A therapeutically effective dose refers to an amount of the protein oligomer or peptide oligomer or fusion protein of the invention to be used in a pharmaceutical composition which prevents, ameliorates or treats the symptoms accompanying an angiogenesis-related disease or condition referred to in this specification. Therapeutic efficacy and toxicity of the compound can be determined by standard pharmaceutical procedures in cell cultures or experimental animals, e.g., ED50 (the dose therapeutically effective in 50% of the population) and LD50 (the dose lethal to 50% of the population). The dose ratio between therapeutic and toxic effects is the therapeutic index, and it can be expressed as the ratio, LD50/ED50.

The dosage regimen will be determined by the attending physician and other clinical factors. As is well known in the medical arts, dosages for any one patient depends upon many factors, including the patient's size, body surface area, age, the particular compound to be administered, sex, time and route of administration, general health, and other drugs being administered concurrently. Progress can be monitored by periodic assessment.

The medicament referred to herein is administered at least once in order to treat or ameliorate or prevent a disease or condition recited in this specification. However, the said medicament may be administered more than one time.

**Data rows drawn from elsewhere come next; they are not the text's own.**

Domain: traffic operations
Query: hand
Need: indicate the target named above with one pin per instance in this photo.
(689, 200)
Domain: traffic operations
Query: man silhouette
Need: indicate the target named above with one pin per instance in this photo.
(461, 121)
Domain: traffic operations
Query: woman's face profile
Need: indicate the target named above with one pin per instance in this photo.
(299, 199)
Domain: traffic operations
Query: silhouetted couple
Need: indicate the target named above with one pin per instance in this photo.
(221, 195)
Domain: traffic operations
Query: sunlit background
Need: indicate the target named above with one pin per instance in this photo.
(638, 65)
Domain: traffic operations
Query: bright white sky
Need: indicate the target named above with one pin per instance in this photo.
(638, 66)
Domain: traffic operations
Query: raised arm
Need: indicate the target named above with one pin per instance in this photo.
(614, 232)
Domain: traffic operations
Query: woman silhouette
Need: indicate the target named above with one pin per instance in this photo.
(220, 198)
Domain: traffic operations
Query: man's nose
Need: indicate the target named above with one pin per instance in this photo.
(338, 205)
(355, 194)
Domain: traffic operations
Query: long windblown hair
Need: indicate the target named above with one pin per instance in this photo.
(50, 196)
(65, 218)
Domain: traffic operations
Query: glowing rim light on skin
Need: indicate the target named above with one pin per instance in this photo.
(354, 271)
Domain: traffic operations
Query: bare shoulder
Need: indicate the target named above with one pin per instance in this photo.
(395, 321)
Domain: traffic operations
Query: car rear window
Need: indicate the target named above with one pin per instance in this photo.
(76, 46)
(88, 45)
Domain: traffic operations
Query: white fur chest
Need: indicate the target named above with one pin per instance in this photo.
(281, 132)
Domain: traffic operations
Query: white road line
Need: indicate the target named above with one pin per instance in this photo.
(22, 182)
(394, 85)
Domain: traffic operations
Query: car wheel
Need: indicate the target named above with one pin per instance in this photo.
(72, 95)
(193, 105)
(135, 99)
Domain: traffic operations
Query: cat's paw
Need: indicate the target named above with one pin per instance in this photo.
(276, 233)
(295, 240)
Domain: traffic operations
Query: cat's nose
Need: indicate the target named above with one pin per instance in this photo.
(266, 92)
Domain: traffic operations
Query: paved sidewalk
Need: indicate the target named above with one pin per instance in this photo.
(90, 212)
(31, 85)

Specific pharmaceutical compositions are prepared in a manner well known in the pharmaceutical art and comprise at least one active compound referred to herein above in admixture or otherwise associated with a pharmaceutically acceptable carrier or diluent. For making those specific pharmaceutical compositions, the active compound(s) will usually be mixed with a carrier or the diluent. The resulting formulations are to be adapted to the mode of administration. Dosage recommendations shall be indicated in the prescribers or users instructions in order to anticipate dose adjustments depending on the considered recipient.

The pharmaceutical composition may in a further aspect of the invention comprise drugs in addition to the protein oligomer of the invention which are added to the medicament during its formulation. Finally, it is to be understood that the formulation of a pharmaceutical composition takes place under GMP standardized conditions or the like in order to ensure quality, pharmaceutical security, and effectiveness of the medicament.